The analysis revealed that mentor training plays a crucial role in extending the length of mentoring relationships, making it the most significant factor influencing match longevity. Additionally, programs that incorporated evidence-based practices saw longer-lasting mentor-mentee relationships, reinforcing the importance of structured, research-driven approaches. However, despite these findings, program practices alone were not effective in significantly reducing early match termination, suggesting that additional factors, such as mentor-mentee compatibility or external support mechanisms, may also play a role in ensuring sustained relationships.

Key Visuals:

![image.png](attachment:0a4658d9-877e-4fe8-a3f4-72deea6c2236.png)

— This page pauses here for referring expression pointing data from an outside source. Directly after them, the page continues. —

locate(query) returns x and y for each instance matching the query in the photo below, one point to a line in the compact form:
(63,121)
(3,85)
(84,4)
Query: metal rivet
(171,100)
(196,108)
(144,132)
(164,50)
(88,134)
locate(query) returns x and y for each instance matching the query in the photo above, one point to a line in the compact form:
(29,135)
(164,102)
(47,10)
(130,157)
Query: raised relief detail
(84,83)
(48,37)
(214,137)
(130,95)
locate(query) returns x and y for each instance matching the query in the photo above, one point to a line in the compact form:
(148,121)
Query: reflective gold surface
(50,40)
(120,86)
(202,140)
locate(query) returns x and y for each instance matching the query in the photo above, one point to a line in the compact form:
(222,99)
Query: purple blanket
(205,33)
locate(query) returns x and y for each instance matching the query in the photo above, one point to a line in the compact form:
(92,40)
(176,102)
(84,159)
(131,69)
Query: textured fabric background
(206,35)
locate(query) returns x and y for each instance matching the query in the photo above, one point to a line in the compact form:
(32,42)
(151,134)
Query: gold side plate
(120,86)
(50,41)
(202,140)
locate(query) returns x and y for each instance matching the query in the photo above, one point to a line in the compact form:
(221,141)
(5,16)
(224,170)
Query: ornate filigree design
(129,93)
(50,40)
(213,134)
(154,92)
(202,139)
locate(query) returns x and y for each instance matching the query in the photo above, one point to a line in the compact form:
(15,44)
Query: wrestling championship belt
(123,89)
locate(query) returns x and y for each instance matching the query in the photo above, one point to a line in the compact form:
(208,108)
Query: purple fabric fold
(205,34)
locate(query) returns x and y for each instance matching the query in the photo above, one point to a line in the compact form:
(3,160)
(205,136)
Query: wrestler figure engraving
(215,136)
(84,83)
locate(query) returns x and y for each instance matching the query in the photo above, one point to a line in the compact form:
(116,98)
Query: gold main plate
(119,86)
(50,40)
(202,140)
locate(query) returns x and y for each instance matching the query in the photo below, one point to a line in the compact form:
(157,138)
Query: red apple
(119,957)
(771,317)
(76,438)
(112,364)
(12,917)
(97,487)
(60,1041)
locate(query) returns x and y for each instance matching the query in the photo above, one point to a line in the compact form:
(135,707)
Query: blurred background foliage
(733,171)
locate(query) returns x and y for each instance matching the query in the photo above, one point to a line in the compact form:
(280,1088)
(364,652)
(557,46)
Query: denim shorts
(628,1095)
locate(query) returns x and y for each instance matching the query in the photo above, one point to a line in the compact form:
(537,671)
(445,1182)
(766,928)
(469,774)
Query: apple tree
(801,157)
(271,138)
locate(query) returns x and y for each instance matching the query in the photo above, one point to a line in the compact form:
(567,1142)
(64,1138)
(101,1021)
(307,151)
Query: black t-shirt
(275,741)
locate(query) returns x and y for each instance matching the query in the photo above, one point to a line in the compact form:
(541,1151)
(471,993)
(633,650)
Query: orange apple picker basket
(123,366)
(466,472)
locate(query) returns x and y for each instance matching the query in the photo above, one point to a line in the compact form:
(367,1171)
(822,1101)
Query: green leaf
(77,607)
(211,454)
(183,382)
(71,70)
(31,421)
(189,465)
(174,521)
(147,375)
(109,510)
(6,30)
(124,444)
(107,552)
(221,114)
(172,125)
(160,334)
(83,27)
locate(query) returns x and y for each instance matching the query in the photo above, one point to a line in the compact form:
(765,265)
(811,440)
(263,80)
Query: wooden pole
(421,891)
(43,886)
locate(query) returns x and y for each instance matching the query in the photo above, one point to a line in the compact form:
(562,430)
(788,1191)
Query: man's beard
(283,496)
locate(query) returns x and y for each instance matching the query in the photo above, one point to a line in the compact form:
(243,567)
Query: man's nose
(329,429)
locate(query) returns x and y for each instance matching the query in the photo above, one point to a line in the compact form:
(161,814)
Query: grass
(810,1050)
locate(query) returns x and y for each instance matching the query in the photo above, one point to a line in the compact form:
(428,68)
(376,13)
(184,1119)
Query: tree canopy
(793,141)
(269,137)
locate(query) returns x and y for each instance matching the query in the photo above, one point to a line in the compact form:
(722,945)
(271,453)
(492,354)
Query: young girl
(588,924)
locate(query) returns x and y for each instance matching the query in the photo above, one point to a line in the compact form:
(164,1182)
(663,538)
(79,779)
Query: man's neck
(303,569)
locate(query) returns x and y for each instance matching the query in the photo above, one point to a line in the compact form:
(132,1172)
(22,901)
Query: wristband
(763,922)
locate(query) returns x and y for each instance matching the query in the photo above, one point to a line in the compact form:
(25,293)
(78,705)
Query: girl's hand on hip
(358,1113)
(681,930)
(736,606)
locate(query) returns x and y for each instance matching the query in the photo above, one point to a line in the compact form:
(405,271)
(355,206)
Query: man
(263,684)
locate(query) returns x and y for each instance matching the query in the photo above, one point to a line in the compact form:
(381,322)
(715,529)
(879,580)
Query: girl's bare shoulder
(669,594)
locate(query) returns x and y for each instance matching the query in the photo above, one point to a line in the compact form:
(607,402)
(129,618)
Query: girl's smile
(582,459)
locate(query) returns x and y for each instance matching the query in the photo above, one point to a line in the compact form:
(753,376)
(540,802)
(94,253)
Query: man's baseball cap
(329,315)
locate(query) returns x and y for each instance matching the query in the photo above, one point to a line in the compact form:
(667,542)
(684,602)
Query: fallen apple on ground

![image.png](attachment:783464db-f844-4834-a879-2ae4331ea0d2.png)
  
Model Comparison

Our Project 2 examines 3,275 BBBSTC mentoring matches (2017–2025), finding a mean match length of 23.38 months (median 16.8 months) and a 76.4% closure rate, with XGBoost (RMSE = 4.56 months) and Random Forest (RMSE = 5.35 months) outperforming Linear Regression (RMSE = 21.29 months). Key predictors include mentor age (30–40 years extending matches to 22 months vs. 15.7 for younger mentors), lower note frequency (correlation of -0.61), and higher mentor education, with community-based programs showing longer matches. Kupersmidt et al. (2017), analyzing 29,708 matches across 45 BBBS agencies (2004–2013), report an average match length of 19.2 months and note frequent premature closures (38% in prior studies), identifying mentor training as a critical factor for longer matches. Both studies highlight retention challenges, with our closure rate and shorter median length echoing Kupersmidt et al.’s findings, and both emphasize mentor-related factors, as our higher-educated mentors parallel their trained mentors in extending matches. However, our focus on individual predictors like note frequency and mentor age differs from their emphasis on program practices such as training and screening, and our median match length is shorter than their average. Our machine learning models provide precise predictions, unlike their multilevel modeling and survival analysis, which offer structural insights. These differences stem from our single-region dataset versus their national sample, our recent data reflecting updated BBBSTC practices versus their older 2004–2013 data, and our focus on demographic and communication variables versus their program-level factors. Additionally, our dataset’s missing values required imputation, potentially reducing precision compared to their cleaner archival data. Our predictive insights, such as moderating note frequency, provide actionable recommendations for BBBSTC, complementing Kupersmidt et al.’s broader program-level guidance.